Hello Beamer:

We have been aware of some of the shortcoming with reporting, so we actually 
make that part of our Batch Code  includes Beam Counters on what we want to 
track (standardize “elements” and “errors” as the main ones ) and then with the 
 outcome of

result = p.run()

we call the following function that allows us to store a JSON representation of 
the counters for Direct Runner, Flink Runner and Dataflow Runner in a somewhat 
standardized way. Notice we added support to do a POST to and endpoint and 
return the json to print on stdout if wanted to.
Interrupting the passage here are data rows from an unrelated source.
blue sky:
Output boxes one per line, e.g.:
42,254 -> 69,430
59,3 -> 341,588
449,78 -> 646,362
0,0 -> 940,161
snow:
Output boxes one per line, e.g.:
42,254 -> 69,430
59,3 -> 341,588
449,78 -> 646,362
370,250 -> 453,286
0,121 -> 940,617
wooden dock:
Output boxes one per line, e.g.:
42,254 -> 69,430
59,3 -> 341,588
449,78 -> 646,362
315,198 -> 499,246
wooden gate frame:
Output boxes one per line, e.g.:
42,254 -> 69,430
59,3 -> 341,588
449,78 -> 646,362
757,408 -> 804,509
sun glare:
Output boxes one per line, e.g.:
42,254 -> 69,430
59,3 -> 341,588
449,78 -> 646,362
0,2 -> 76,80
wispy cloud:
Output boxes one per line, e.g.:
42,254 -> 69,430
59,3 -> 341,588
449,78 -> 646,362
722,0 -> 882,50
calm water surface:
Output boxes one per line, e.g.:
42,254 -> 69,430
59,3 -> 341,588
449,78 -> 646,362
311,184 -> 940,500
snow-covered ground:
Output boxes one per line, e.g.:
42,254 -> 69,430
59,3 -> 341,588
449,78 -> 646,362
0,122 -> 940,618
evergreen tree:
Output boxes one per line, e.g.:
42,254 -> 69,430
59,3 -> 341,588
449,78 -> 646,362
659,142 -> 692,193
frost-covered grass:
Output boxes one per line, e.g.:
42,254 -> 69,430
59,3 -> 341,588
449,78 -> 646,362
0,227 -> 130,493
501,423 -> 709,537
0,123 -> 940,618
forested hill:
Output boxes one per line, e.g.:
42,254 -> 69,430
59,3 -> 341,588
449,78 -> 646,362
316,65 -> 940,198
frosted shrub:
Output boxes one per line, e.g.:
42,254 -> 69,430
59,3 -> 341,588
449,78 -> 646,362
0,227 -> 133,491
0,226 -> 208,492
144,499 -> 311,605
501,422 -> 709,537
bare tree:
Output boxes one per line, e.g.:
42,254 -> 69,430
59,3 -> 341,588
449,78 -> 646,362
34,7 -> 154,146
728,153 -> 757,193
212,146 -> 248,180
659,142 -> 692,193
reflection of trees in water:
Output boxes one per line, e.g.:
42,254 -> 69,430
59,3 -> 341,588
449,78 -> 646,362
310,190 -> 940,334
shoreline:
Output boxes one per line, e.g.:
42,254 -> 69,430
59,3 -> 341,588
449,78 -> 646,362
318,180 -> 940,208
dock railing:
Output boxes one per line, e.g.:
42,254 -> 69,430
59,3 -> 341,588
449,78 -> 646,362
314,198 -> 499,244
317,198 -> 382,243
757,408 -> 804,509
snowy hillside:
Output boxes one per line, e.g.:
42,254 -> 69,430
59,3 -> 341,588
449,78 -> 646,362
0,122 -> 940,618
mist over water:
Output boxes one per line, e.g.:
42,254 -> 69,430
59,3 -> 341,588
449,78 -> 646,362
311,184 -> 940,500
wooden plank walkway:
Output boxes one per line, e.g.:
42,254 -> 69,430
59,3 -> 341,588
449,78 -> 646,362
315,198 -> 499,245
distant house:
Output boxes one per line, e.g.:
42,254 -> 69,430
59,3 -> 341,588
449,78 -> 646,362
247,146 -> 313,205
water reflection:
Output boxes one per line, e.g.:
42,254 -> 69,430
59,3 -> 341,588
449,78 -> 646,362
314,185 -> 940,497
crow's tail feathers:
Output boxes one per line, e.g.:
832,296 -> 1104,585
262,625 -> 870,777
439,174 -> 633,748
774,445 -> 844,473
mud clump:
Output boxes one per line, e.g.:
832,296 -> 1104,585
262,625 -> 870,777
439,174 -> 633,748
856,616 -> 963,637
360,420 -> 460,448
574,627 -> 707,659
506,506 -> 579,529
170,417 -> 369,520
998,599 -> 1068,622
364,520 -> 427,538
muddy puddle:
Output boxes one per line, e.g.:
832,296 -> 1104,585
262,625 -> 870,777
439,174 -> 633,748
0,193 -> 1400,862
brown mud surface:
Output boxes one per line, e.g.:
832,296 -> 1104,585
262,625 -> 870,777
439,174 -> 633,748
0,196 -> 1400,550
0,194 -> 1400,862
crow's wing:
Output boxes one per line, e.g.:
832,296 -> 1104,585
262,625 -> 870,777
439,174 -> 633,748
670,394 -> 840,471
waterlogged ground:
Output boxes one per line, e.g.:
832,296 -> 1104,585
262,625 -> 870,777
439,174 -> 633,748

# =============================================================================
#
# Report Metrics in a JSON Payload to a local path or remote post
#
# =============================================================================
def reportMetrics(result,
                  reportTarget=None,
                  counterNames=["errors", "elements"]):
    import re
    import json
    import requests

    #Provide Json structure
    def toJsonEntry(metric):
        step = metric.key.step

        #Check to see if it has Flink Runner naming
        m = re.match("ref_AppliedPTransform_(.+)_\d+$", step)
        if not m is None:
            step = m.group(1).replace("-", " ")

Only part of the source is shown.